The operability of the apparatus can be satisfactorily maintained by the layout in which the nozzle tip housing section having a low operation rate is arranged behind the liquid processing section.

[Brief description of the drawings]

FIG. 1 is a schematic cross-sectional view of a coater device to which the present invention is applied, FIG. 2 is a schematic cross-sectional view showing one embodiment of a nozzle tip as a main part of the present invention, and FIG. FIG. 4 is a schematic explanatory view showing the outline, FIG. 4 is a schematic explanatory view showing a nozzle tip attaching / detaching portion, FIG. 5 is a schematic explanatory view showing an embodiment in which a metering pump is used as a solvent discharge driving means, and FIG. FIG. 4 is a schematic explanatory view showing an embodiment in which an N ₂ pressurizing method is adopted as a solvent discharge driving unit. 2 ... Workpiece, 18 ... Side rinse nozzle, 20 ... Solvent discharge pipe, 22 ... Nozzle tip (conical nozzle), 54 ... Storage cassette.
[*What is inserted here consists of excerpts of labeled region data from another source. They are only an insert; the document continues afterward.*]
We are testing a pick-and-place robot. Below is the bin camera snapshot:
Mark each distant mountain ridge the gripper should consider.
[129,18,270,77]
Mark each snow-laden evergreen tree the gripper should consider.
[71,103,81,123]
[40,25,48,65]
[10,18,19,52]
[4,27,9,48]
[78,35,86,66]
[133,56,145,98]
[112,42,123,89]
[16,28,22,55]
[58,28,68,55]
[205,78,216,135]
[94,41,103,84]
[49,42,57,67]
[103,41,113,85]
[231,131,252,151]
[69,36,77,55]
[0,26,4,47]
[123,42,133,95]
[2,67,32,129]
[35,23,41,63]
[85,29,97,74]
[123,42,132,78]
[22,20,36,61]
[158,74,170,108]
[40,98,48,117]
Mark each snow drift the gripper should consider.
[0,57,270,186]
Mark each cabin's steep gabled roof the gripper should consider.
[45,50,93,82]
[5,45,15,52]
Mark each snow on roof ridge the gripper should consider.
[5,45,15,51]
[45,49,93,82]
──────────────────────────────────────────────────続 き Continuation of the front page (56) References JP-A-63-133630 (JP, A) JP-A-2-113255 (JP, A) JP-A-60-9224 (JP, U) (58) Survey Field (Int.Cl. ⁶ , DB name) H01L 21/027

Claims (3)

(57) [Claims] After forming a resist film on a substrate to be processed,
A liquid processing section for rotating the substrate to supply a solvent to the peripheral portion of the substrate to remove the resist; a cassette disposed on both sides of the liquid processing section to respectively accommodate the substrate to be processed; the cassette and the liquid; Two transfer devices for transferring the substrate to be processed to and from a processing unit; and a nozzle chip storage unit disposed behind the liquid processing unit and storing a plurality of nozzle chips used for discharging the solvent. The liquid processing unit has a side rinse nozzle mounted with one nozzle tip and moved between a position above the substrate to be processed and a standby position, and the nozzle chip storage unit has one nozzle. A liquid processing apparatus comprising a handling arm for transferring chips to the side rinse nozzle. 2. The liquid processing section according to claim 1, wherein the liquid processing section has a rotating section for rotating the substrate to be processed, and the side rinse nozzle is provided between the rotating section and the nozzle chip accommodating section. A liquid processing apparatus characterized by being waited at a position. 3. The side rinse nozzle according to claim 1, wherein the side rinse nozzle comprises: a latch for holding the nozzle tip; an urging member for urging the latch to a holding state; An opening drive member for opening the latch against a biasing force.